Plan — LiveKit voice for Cally

Context

Cally (the AI assistant on caladriushealth.ai) is text-only today. The repo was deliberately built to grow a voice runtime: prompt.js already has a fully written channel: 'voice' branch (spoken read-back of phone/email, acronym pronunciation, language hint), the VoiceButton exists but is disabled, and @cally/brain's own description calls it the "single source of truth imported by every Cally runtime (text Worker today; voice agent later)."

This plan adds real-time voice: a visitor clicks Voice, speaks to Cally in English/Hindi/other Indian languages, and Cally answers aloud — same persona, same knowledge base, same capture_lead flow — over WebRTC.

Decisions locked with the user: LiveKit Cloud free tier (managed SFU); Sarvam AI for STT+TTS (Indian-language-native); Claude Haiku stays the brain; multilingual from day one.

TCO model — lowest total cost of ownership

For a bursty, low-volume marketing widget the cheapest shape is pay-per-use, $0 when idle, no fixed monthly bill, no GPU: LiveKit Cloud free tier covers low volume; Sarvam + Claude bill only per actual conversation (cents).
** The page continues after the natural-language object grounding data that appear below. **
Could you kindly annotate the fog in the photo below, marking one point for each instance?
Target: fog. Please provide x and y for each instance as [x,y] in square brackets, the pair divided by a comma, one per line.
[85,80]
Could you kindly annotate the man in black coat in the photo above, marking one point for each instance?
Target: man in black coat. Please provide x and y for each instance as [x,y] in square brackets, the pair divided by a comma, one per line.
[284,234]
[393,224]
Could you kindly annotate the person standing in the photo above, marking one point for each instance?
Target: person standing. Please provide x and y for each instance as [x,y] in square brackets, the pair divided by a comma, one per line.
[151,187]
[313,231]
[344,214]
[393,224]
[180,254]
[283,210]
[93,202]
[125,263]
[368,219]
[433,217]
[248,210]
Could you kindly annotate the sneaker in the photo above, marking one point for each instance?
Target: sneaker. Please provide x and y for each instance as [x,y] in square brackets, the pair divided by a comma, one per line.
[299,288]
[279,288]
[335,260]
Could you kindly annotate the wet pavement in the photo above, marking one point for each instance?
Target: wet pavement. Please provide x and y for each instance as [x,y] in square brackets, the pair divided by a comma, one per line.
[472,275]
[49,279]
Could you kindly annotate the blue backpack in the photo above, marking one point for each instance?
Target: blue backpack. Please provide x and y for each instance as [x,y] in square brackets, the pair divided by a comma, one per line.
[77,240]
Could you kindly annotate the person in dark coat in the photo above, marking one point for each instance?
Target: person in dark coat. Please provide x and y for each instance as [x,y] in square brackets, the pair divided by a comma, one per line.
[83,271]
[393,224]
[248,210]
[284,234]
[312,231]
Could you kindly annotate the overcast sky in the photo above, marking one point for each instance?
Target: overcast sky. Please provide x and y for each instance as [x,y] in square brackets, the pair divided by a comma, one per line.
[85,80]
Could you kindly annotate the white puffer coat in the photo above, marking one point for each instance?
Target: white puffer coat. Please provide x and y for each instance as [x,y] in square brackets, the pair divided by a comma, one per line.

Self-hosting STT/TTS was rejected because good multilingual speech needs an always-on GPU (the prod box is CPU-only) — a fixed cost that would exceed the pay-per-use API spend at this volume, and hurt latency. Revisit only if sustained volume ever makes a GPU cheaper than the API spend (instrument usage first).
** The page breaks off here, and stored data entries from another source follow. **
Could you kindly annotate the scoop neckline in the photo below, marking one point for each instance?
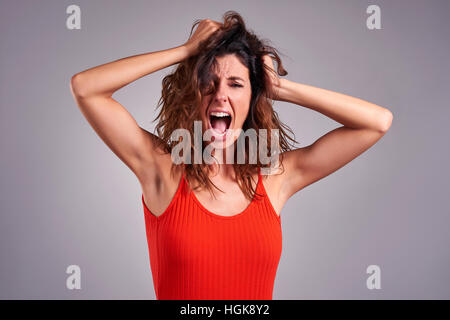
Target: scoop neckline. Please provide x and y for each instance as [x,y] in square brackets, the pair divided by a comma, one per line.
[215,215]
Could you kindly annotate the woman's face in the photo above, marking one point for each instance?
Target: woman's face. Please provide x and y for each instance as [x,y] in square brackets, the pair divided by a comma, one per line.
[224,111]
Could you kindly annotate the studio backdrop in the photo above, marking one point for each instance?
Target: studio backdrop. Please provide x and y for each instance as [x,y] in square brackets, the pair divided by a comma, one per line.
[70,207]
Component	Self-host cost	Pay-per-use	Verdict
LiveKit SFU (media relay)	Free, CPU-only — but ops + public WebRTC ingress	Free tier, per-minute at scale	Cloud free tier — zero ops at this volume
STT + TTS (Sarvam)	Always-on GPU (new fixed $$$) + lower Indian-lang quality	≈$0 idle, cents/call, best quality	Pay-per-use wins
LLM (Claude Haiku)	GPU + loses persona/brand	Fractions of a cent/turn	Keep Claude

Unified transcript (key UX)

A voice conversation streams into the same Cally chat transcript as text — the visitor's spoken words (live STT) and Cally's spoken replies appear as the same message bubbles, streaming just like text chat. Voice is a mode inside the existing panel, not a separate view; both write to one shared messages state and reuse the existing bubble rendering.

Why this shape

Claude has no speech-to-speech model, so voice is a pipeline: mic → STT → Claude → TTS → speaker. LiveKit's Agents framework wires that loop (VAD, turn-taking, barge-in). The agent must be a persistent process, so it cannot be a Cloudflare Worker — it runs as a container on the prod podman box (teqnirvana), connecting outbound to LiveKit Cloud (no inbound ports). The Worker stays, shrunk to minting room tokens.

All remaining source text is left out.